Operational simplicity also stems from ZGC’s heuristics and defaults. No explicit tuning has been required to achieve these results. Allocation stalls are rare, typically coinciding with abnormal spikes in allocation rates, and are shorter than the average pause times we saw with G1.

Memory overhead

We expected that losing compressed references on heaps < 32G, due to colored pointers requiring 64-bit object pointers, would be a major factor in the choice of a garbage collector.

We’ve found that while that’s an important consideration for stop-the-world GCs, that’s not the case for ZGC where even on small heaps, the increase in allocation rate is amortized by the efficiency and operational improvements. Our thanks to Erik Österlund at Oracle for explaining the less intuitive benefits of colored pointers when it comes to concurrent garbage collectors, which lead us to evaluating ZGC more broadly than initially planned.

In the majority of cases ZGC is also able to consistently make more memory available to the application:

Used vs available heap capacity following each GC cycle, for the same service cluster as above

ZGC has a fixed overhead 3% of the heap size, requiring more native memory than G1. Except in a couple of cases, there’s been no need to lower the maximum heap size to allow for more headroom, and those were services with greater than average native memory needs.

Reference processing is also only performed in major collections with ZGC. We paid particular attention to deallocation of direct byte buffers, but we haven’t seen any impact thus far.

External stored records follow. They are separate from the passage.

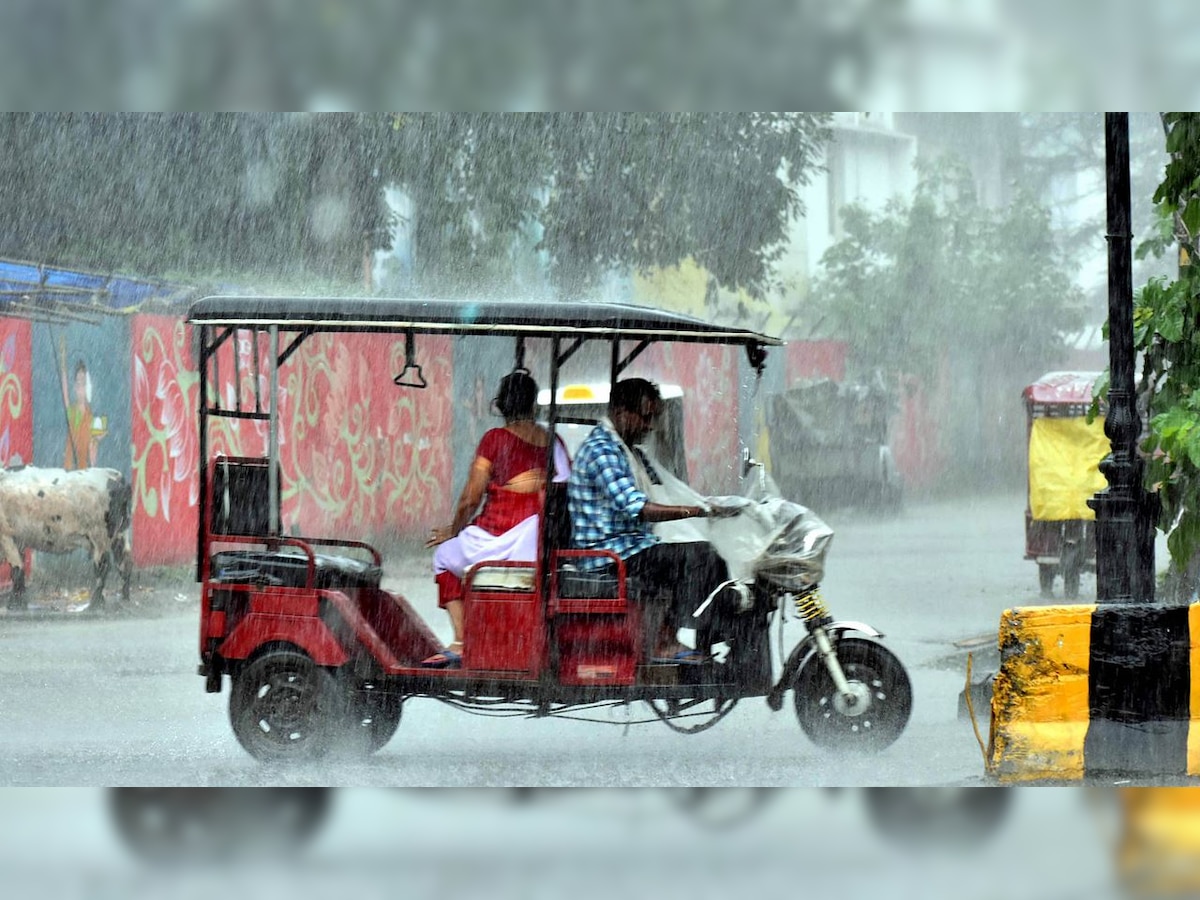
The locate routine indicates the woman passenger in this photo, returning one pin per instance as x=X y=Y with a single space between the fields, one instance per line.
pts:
x=508 y=475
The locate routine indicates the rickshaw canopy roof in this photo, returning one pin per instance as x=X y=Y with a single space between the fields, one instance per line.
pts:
x=468 y=317
x=1054 y=388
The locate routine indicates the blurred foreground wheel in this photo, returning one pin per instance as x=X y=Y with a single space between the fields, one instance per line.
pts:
x=937 y=817
x=216 y=825
x=720 y=808
x=286 y=708
x=882 y=699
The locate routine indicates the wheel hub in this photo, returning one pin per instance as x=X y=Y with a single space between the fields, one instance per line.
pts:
x=855 y=702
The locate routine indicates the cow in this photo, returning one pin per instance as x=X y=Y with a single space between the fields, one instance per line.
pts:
x=59 y=511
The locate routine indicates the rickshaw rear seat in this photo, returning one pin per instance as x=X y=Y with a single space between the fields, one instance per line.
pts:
x=483 y=576
x=576 y=583
x=289 y=568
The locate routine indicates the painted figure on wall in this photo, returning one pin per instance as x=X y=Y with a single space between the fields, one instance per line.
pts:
x=84 y=431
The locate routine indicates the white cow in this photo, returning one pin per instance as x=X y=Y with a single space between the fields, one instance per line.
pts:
x=59 y=511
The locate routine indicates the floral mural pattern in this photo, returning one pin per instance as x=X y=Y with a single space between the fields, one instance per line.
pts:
x=359 y=456
x=16 y=424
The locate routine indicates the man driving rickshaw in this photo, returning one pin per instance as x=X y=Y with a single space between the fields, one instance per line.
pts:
x=611 y=509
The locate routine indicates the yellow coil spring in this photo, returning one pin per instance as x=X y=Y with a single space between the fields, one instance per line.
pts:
x=811 y=606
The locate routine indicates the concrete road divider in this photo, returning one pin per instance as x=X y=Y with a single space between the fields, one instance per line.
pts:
x=1096 y=691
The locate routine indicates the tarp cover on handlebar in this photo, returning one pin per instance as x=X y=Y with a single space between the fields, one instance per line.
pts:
x=771 y=538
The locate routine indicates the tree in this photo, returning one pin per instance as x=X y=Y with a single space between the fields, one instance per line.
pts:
x=606 y=191
x=1167 y=312
x=906 y=282
x=946 y=285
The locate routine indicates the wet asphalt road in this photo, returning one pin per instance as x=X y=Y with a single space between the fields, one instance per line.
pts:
x=117 y=701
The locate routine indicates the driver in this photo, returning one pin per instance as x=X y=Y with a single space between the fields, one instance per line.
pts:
x=610 y=510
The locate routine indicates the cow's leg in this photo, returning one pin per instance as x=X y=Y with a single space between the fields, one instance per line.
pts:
x=101 y=564
x=123 y=558
x=17 y=599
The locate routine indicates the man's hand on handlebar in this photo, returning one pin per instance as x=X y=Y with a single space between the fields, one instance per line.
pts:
x=723 y=511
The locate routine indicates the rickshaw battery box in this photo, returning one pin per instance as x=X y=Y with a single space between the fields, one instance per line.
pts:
x=502 y=631
x=595 y=649
x=291 y=569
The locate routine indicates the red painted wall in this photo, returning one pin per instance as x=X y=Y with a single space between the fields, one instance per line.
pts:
x=16 y=406
x=360 y=457
x=16 y=391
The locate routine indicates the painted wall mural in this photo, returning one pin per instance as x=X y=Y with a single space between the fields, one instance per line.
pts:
x=165 y=442
x=359 y=456
x=16 y=381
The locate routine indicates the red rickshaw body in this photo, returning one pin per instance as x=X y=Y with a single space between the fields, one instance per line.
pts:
x=318 y=651
x=539 y=630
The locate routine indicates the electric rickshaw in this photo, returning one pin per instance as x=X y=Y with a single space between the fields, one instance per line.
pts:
x=318 y=658
x=1065 y=453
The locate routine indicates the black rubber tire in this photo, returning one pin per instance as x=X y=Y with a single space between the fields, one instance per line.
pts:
x=939 y=817
x=286 y=708
x=879 y=724
x=720 y=808
x=1047 y=574
x=216 y=825
x=376 y=715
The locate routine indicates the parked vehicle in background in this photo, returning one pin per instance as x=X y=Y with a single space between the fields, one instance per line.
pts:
x=829 y=444
x=1065 y=451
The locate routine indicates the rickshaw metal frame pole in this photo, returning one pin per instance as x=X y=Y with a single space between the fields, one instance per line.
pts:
x=621 y=365
x=203 y=441
x=273 y=436
x=1125 y=510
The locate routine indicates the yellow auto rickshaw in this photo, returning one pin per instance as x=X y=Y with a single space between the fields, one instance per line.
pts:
x=1065 y=451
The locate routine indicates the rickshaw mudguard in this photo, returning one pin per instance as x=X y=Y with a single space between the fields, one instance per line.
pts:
x=306 y=633
x=803 y=649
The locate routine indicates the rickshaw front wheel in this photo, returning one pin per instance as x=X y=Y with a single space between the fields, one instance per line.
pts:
x=870 y=724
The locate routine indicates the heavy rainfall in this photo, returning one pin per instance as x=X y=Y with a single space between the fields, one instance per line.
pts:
x=922 y=270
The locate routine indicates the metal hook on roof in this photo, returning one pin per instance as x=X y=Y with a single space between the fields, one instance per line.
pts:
x=412 y=376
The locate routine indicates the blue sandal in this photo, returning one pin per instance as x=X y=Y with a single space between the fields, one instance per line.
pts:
x=444 y=659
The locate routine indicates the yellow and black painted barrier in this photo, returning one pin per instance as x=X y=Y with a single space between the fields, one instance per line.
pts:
x=1087 y=690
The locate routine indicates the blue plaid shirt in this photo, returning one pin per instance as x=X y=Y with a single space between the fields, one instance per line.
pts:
x=605 y=501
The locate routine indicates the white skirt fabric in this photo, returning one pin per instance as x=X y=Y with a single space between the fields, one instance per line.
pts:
x=474 y=545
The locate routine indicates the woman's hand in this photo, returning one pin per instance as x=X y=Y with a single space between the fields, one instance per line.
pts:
x=439 y=535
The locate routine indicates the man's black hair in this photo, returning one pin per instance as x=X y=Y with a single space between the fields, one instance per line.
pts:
x=517 y=394
x=630 y=393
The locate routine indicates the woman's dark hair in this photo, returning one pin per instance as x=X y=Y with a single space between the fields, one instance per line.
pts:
x=630 y=393
x=517 y=395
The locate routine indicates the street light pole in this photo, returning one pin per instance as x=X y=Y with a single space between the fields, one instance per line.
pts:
x=1125 y=511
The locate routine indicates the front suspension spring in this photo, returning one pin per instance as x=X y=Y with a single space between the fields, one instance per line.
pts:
x=811 y=607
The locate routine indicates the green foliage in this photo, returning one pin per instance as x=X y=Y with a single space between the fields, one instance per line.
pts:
x=496 y=197
x=1165 y=316
x=905 y=283
x=597 y=192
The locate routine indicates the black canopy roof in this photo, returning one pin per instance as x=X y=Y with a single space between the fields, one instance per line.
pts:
x=463 y=317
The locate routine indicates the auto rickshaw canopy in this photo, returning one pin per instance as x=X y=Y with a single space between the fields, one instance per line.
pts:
x=1065 y=449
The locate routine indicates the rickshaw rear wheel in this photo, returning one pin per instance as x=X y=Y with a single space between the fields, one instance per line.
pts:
x=286 y=708
x=870 y=726
x=376 y=718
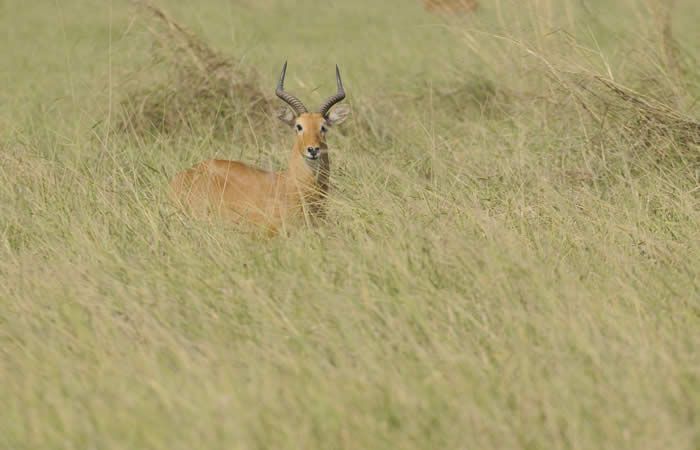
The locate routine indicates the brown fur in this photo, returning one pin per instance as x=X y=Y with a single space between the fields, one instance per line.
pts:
x=271 y=200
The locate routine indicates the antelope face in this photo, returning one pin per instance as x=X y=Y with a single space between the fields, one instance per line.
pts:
x=311 y=128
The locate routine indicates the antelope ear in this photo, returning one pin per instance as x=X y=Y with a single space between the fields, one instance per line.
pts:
x=338 y=114
x=286 y=115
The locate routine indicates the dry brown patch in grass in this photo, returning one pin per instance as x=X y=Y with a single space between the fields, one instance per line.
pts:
x=201 y=86
x=451 y=7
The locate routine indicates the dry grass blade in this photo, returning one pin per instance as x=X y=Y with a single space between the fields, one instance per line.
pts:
x=201 y=86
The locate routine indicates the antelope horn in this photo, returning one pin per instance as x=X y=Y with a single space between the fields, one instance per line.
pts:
x=291 y=100
x=333 y=99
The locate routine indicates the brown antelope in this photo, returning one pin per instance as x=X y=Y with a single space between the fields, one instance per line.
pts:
x=451 y=7
x=244 y=193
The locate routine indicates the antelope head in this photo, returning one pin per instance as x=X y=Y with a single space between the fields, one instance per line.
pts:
x=311 y=127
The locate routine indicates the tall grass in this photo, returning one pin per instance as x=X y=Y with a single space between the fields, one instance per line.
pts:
x=510 y=260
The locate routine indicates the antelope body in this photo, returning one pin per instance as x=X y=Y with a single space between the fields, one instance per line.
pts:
x=244 y=193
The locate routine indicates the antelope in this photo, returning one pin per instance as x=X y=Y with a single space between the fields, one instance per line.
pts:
x=270 y=200
x=451 y=7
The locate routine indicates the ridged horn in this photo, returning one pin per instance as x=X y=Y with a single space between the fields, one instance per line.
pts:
x=333 y=99
x=291 y=100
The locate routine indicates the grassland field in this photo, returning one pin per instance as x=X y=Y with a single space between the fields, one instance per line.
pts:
x=510 y=260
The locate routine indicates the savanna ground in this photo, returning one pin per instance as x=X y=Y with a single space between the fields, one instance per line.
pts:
x=511 y=257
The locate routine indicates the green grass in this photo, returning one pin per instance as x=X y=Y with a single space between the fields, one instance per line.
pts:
x=499 y=268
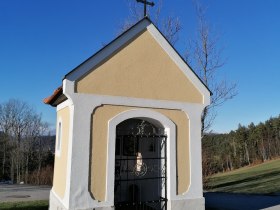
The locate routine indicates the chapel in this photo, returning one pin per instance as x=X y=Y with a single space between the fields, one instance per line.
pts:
x=128 y=128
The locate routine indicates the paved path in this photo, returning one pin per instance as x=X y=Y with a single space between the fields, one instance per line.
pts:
x=23 y=193
x=232 y=201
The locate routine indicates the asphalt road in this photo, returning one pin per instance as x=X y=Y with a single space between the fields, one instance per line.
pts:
x=233 y=201
x=10 y=193
x=220 y=201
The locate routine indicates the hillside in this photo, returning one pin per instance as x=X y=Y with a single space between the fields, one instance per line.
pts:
x=259 y=179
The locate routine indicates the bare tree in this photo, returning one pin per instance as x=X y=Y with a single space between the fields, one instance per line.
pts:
x=204 y=55
x=170 y=25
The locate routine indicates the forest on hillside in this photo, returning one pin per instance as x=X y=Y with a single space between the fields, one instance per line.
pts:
x=26 y=151
x=248 y=145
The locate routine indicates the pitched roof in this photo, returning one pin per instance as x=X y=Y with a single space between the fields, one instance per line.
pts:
x=58 y=95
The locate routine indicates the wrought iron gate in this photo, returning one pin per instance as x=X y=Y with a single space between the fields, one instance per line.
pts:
x=140 y=172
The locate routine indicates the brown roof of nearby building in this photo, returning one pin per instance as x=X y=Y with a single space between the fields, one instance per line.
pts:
x=56 y=98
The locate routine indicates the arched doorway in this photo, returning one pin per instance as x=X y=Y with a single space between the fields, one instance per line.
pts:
x=140 y=165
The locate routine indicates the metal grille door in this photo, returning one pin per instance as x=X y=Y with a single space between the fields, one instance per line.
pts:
x=140 y=172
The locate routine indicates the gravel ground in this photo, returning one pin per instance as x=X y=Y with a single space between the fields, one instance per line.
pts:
x=233 y=201
x=9 y=193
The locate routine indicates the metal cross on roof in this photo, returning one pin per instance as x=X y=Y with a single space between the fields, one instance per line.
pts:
x=145 y=2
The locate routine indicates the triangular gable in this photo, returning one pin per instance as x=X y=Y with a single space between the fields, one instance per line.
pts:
x=142 y=27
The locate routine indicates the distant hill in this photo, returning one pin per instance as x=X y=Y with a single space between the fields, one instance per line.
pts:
x=248 y=145
x=260 y=179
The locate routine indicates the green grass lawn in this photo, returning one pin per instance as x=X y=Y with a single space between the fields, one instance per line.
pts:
x=26 y=205
x=260 y=179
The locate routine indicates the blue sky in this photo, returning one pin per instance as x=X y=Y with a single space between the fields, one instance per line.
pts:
x=40 y=41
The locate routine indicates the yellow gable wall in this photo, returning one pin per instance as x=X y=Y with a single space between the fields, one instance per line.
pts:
x=100 y=119
x=142 y=69
x=60 y=167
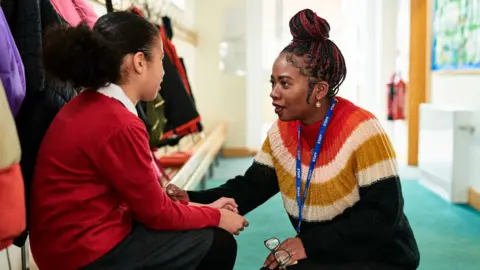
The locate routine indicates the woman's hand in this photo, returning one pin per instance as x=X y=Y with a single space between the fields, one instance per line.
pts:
x=177 y=194
x=225 y=203
x=232 y=222
x=294 y=247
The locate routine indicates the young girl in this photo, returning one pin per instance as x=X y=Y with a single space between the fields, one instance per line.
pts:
x=96 y=200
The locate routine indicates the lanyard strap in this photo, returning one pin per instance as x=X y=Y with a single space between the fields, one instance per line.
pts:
x=316 y=151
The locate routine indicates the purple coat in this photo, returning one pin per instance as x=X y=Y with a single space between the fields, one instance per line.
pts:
x=12 y=73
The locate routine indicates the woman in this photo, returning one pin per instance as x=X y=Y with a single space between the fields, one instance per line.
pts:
x=352 y=217
x=96 y=199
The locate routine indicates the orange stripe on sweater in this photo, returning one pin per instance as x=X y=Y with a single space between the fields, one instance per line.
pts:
x=345 y=119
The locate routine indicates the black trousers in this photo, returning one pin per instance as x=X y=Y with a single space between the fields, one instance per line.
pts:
x=146 y=249
x=314 y=265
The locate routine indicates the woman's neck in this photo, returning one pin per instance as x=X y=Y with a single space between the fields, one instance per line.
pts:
x=130 y=93
x=319 y=113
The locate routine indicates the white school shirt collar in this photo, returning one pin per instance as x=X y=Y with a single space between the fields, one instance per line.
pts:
x=114 y=91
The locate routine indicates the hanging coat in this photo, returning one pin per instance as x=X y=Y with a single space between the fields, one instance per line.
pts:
x=180 y=112
x=182 y=116
x=28 y=20
x=199 y=124
x=75 y=11
x=12 y=196
x=12 y=73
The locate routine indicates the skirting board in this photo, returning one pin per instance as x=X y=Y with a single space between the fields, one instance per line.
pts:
x=237 y=152
x=474 y=198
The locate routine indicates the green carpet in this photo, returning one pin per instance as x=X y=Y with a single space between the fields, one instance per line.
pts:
x=448 y=235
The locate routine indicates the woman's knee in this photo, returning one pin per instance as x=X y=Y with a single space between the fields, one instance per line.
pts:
x=224 y=243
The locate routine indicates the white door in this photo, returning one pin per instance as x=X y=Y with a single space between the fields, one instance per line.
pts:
x=474 y=129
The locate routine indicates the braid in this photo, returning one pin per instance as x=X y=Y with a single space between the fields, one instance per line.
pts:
x=314 y=53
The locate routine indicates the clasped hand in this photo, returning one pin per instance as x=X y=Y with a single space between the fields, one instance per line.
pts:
x=230 y=220
x=178 y=194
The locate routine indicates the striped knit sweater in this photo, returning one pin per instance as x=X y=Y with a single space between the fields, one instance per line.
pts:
x=354 y=206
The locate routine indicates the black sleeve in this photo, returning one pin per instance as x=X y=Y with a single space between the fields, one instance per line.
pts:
x=361 y=229
x=364 y=228
x=249 y=191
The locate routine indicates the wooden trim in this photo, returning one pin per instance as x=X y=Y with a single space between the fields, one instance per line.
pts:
x=458 y=72
x=238 y=152
x=418 y=73
x=474 y=198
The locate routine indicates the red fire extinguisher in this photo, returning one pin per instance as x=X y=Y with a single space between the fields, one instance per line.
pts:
x=396 y=98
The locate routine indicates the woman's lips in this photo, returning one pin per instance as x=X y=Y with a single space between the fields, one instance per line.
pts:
x=278 y=108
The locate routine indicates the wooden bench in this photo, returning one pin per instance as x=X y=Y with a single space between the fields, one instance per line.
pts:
x=205 y=147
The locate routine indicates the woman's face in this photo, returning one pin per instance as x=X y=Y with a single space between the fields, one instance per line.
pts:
x=290 y=90
x=155 y=72
x=149 y=73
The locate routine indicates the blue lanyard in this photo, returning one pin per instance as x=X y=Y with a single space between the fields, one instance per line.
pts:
x=316 y=151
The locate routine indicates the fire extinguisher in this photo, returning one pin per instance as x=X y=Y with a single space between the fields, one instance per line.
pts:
x=396 y=98
x=400 y=89
x=391 y=98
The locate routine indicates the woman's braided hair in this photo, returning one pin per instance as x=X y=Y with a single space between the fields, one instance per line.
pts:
x=314 y=53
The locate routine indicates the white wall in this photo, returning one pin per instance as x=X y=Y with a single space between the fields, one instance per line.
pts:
x=455 y=90
x=219 y=96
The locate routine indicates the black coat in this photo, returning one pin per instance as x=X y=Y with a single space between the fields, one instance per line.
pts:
x=28 y=20
x=179 y=106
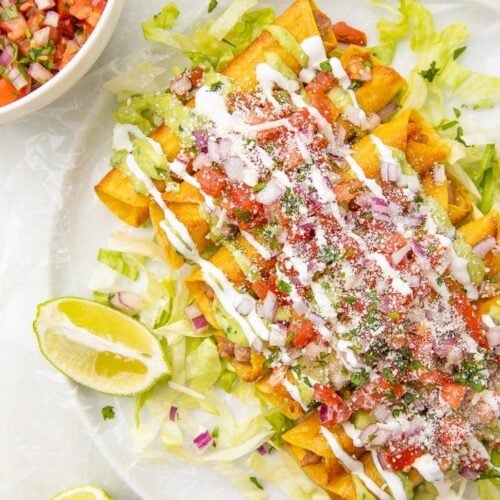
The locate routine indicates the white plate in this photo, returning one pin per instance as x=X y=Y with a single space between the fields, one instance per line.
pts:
x=83 y=225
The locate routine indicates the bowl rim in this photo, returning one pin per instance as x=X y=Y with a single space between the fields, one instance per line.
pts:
x=86 y=48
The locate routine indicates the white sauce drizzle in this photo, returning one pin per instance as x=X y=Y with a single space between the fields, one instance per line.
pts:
x=393 y=480
x=355 y=466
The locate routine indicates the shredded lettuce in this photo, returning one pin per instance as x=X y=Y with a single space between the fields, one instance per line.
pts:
x=215 y=44
x=230 y=17
x=289 y=43
x=119 y=262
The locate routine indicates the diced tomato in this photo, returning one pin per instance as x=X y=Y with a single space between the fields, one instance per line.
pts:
x=401 y=458
x=347 y=191
x=434 y=377
x=462 y=304
x=347 y=34
x=8 y=92
x=212 y=181
x=243 y=206
x=16 y=28
x=453 y=394
x=261 y=288
x=304 y=332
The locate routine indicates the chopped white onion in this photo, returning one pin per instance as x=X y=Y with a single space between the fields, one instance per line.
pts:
x=269 y=306
x=270 y=193
x=400 y=254
x=45 y=4
x=51 y=19
x=246 y=306
x=485 y=246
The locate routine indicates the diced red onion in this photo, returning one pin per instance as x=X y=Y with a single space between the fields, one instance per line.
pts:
x=269 y=306
x=41 y=37
x=270 y=193
x=493 y=336
x=277 y=336
x=389 y=172
x=51 y=19
x=7 y=56
x=235 y=168
x=172 y=415
x=17 y=79
x=127 y=301
x=213 y=150
x=484 y=246
x=181 y=85
x=414 y=281
x=45 y=4
x=400 y=254
x=326 y=413
x=383 y=461
x=439 y=174
x=263 y=449
x=201 y=139
x=203 y=440
x=387 y=111
x=39 y=73
x=201 y=161
x=246 y=306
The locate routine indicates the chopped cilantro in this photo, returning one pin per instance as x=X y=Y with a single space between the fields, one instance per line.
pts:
x=284 y=287
x=430 y=73
x=108 y=413
x=329 y=254
x=326 y=66
x=290 y=201
x=473 y=374
x=359 y=378
x=212 y=6
x=458 y=52
x=255 y=481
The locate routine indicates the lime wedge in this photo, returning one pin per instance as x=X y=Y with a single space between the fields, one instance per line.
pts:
x=99 y=347
x=83 y=493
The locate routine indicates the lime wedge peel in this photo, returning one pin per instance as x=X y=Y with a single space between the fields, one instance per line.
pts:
x=83 y=493
x=99 y=347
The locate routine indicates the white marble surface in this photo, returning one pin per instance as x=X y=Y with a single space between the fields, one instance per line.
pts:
x=44 y=445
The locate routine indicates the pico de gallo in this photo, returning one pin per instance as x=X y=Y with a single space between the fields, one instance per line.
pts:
x=38 y=38
x=370 y=317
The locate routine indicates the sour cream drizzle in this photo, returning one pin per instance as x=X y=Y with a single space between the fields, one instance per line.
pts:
x=251 y=325
x=355 y=466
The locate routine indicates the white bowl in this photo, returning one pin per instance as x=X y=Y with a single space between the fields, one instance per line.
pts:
x=72 y=72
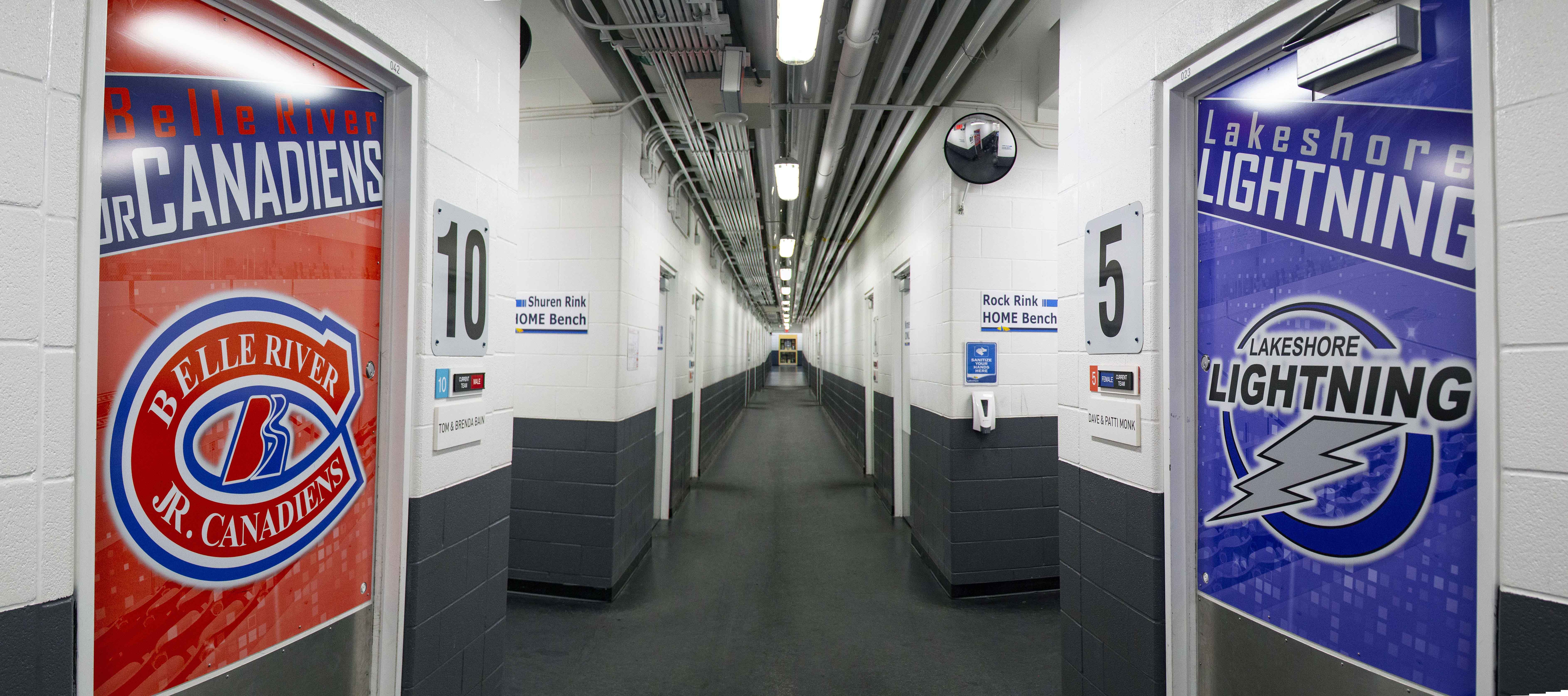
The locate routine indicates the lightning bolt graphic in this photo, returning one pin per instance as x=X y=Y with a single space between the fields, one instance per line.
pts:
x=1302 y=457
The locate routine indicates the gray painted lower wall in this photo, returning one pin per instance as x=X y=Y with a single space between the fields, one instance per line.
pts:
x=882 y=454
x=454 y=636
x=1533 y=645
x=38 y=650
x=1112 y=585
x=846 y=405
x=984 y=507
x=680 y=450
x=722 y=405
x=1239 y=656
x=582 y=504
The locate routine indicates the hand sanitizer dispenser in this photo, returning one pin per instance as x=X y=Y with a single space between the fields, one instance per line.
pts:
x=985 y=411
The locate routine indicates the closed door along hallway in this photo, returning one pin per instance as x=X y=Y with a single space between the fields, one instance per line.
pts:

This difference in reference processing did cause a performance problem with JSON thread dump support, but that’s a unusual situation caused by a framework accidentally creating an unused ExecutorService instance for every request.

Transparent huge pages

Even if you’re not using ZGC, you probably should be using huge pages, and transparent huge pages is the most convenient way to use them.

ZGC uses shared memory for the heap and many Linux distributions configure shmem_enabled to never, which silently prevents ZGC from using huge pages with -XX:+UseTransparentHugePages.

Here we have a service deployed with no other change but shmem_enabled going from never to advise, reducing CPU utilization significantly:

Deployment moving from 4k to 2m pages. Ignore the gap, that’s our immutable deployment process temporarily doubling the cluster capacity

Our default configuration:

Sets heap minimum and maximums to equal size
Configures -XX:+UseTransparentHugePages -XX:+AlwaysPreTouch
Uses the following transparent_hugepage configuration:

echo madvise | sudo tee /sys/kernel/mm/transparent_hugepage/enabled
echo advise | sudo tee /sys/kernel/mm/transparent_hugepage/shmem_enabled
echo defer | sudo tee /sys/kernel/mm/transparent_hugepage/defrag
echo 1 | sudo tee /sys/kernel/mm/transparent_hugepage/khugepaged/defrag

What workloads weren’t a good fit?

There is no best garbage collector. Each trades off collection throughput, application latency and resource utilization depending on the goal of the garbage collector.

For the workloads that have performed better with G1 vs ZGC, we’ve found that they tend to be more throughput oriented, with very spiky allocation rates and long running tasks holding objects for unpredictable periods.

A notable example was a service where very spiky allocation rates and large numbers of long lived objects, which happened to be a particularly good fit for G1’s pause time goal and old region collection heuristics. It allowed G1 to avoid unproductive work in GC cycles that ZGC couldn’t.

The switch to ZGC by default has provided the perfect opportunity for application owners to think about their choice of garbage collector. Several batch/precompute cases had been using G1 by default, where they would have seen better throughput from the parallel collector. In one large precompute workload we saw a 6–8% improvement in application throughput, shaving an hour off the batch time, versus G1.

Try it for yourself!

Left unquestioned, assumptions and expectations could have caused us to miss one of the most impactful changes we’ve made to our operational defaults in a decade. We’d encourage you to try generational ZGC for yourself. It might surprise you as much as it surprised us.